Remo, sei uccelli. Romolo, dodici. Sei tu il nostro re, Romolo.”
Le parole del sacerdote risuonavano ancora nella mente del ragazzo, impedendogli il sonno. Ma era lo sguardo che gli aveva rivolto Remo a turbare ancora di più il suo animo. Nei suoi occhi aveva letto incredulità, delusione, e, soprattutto, odio.
Romolo si mise a sedere, le mani stringevano il capo. Per la prima volta, si rifiutava di credere agli avvenimenti accaduti nei giorni appena trascorsi.
Da semplici pastori, lui e Remo erano diventati figli di un dio e legittimi eredi al trono di Alba Longa.

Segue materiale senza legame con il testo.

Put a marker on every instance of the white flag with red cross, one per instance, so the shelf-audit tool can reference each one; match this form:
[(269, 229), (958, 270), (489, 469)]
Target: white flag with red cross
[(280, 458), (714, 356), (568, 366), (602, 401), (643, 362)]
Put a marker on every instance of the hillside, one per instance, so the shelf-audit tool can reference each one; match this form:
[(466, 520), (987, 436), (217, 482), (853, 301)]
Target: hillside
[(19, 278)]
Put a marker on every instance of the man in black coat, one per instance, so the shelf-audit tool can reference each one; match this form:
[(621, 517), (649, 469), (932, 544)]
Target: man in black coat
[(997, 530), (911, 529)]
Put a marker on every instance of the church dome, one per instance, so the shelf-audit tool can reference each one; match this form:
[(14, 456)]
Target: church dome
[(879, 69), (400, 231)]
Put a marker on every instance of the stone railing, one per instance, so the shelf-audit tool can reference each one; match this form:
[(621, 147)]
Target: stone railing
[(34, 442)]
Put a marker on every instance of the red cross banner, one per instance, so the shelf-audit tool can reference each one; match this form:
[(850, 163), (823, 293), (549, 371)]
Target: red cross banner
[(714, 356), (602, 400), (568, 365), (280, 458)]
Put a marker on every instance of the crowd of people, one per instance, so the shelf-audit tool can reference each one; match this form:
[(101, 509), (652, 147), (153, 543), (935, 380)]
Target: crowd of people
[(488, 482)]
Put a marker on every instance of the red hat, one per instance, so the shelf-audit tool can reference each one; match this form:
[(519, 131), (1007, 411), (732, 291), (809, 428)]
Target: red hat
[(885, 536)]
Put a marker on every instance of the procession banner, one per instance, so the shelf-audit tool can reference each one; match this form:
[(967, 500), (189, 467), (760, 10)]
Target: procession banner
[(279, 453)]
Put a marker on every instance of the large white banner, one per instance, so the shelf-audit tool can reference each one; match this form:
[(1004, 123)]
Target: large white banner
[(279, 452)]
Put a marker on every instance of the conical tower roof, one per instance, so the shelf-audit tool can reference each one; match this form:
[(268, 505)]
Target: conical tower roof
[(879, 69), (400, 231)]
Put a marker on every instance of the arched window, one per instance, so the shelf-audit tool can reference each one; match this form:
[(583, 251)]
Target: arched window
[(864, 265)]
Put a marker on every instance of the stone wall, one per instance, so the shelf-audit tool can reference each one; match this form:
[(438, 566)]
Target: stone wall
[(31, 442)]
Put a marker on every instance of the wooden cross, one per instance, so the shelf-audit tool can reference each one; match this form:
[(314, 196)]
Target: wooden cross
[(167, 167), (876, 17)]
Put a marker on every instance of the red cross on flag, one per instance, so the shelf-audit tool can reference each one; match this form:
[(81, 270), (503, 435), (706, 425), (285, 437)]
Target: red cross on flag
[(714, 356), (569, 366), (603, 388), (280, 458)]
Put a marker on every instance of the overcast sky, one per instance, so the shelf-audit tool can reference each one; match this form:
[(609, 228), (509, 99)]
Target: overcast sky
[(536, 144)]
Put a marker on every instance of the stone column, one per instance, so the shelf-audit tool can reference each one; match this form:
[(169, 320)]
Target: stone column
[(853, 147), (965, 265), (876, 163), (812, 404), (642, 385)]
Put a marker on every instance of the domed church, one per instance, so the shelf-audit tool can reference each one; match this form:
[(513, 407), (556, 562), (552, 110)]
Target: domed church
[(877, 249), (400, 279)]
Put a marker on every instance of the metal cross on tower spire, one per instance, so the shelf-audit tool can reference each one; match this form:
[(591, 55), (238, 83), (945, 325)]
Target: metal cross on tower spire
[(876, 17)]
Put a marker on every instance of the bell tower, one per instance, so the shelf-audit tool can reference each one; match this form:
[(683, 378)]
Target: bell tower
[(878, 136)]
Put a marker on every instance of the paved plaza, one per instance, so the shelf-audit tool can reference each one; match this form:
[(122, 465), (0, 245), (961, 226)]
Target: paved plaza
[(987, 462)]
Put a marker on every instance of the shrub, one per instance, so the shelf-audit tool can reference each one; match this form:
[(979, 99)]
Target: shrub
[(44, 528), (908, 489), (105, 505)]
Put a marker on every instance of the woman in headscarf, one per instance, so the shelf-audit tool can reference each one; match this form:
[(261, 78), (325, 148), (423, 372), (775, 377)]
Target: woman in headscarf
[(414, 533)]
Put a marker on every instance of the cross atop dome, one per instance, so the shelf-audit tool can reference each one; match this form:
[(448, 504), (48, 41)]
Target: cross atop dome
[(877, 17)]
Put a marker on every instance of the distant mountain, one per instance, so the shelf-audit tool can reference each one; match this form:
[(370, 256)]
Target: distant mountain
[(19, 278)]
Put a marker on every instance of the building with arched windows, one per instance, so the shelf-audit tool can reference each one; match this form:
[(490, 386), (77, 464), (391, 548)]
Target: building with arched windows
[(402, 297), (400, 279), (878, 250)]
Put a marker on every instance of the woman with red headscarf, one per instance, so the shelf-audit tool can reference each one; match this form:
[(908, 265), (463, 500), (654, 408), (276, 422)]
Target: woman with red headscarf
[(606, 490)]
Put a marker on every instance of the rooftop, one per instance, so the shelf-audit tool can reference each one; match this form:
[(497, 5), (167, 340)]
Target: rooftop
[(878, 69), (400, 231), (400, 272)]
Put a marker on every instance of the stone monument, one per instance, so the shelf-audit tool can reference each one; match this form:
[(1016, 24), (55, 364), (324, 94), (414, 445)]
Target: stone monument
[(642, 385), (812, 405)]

Eppure in quel momento avrebbe voluto ritornare alla sua infanzia, a quando lui e suo fratello non conoscevano rivalità, cullati dal caldo affetto che Faustolo e Larentia non avevano mai fatto mancare loro.
Istintivamente maledisse Marte. Poco gli importava che fosse il suo vero padre. Era dal momento in cui lui e Remo avevano scoperto la verità che il suo gemello era cambiato.
L'essere figlio di un dio aveva annebbiato la sua mente, come un fuoco che brucia lento e distrugge tutto ciò che è sulla sua scìa.
Romolo si distese nuovamente sul suo giaciglio. I suoi occhi erano stanchi, elemosinavano un sonno che tardava ad arrivare.
Fissò un punto indefinito del soffitto, finché le sue gemme verdi si chiusero, concedendogli il riposo tanto agognato.

-Romolo-
-Chi..chi parla?- il ragazzo guardò intorno a sé, confuso. Il luogo in cui si trovava riportava alla sua mente dei ricordi confusi. Una grotta.
-Romolo-
La voce che chiamava il suo nome si faceva più insistente e ora poteva anche distinguerne chiaramente il suono. Pacato, ma allo stesso tempo solenne.
Si voltò. L'uomo che aveva davanti era rivestito da un'armatura lucente, riccamente decorata. L'elmo gli copriva il volto, impedendo a Romolo di distinguerne i tratti.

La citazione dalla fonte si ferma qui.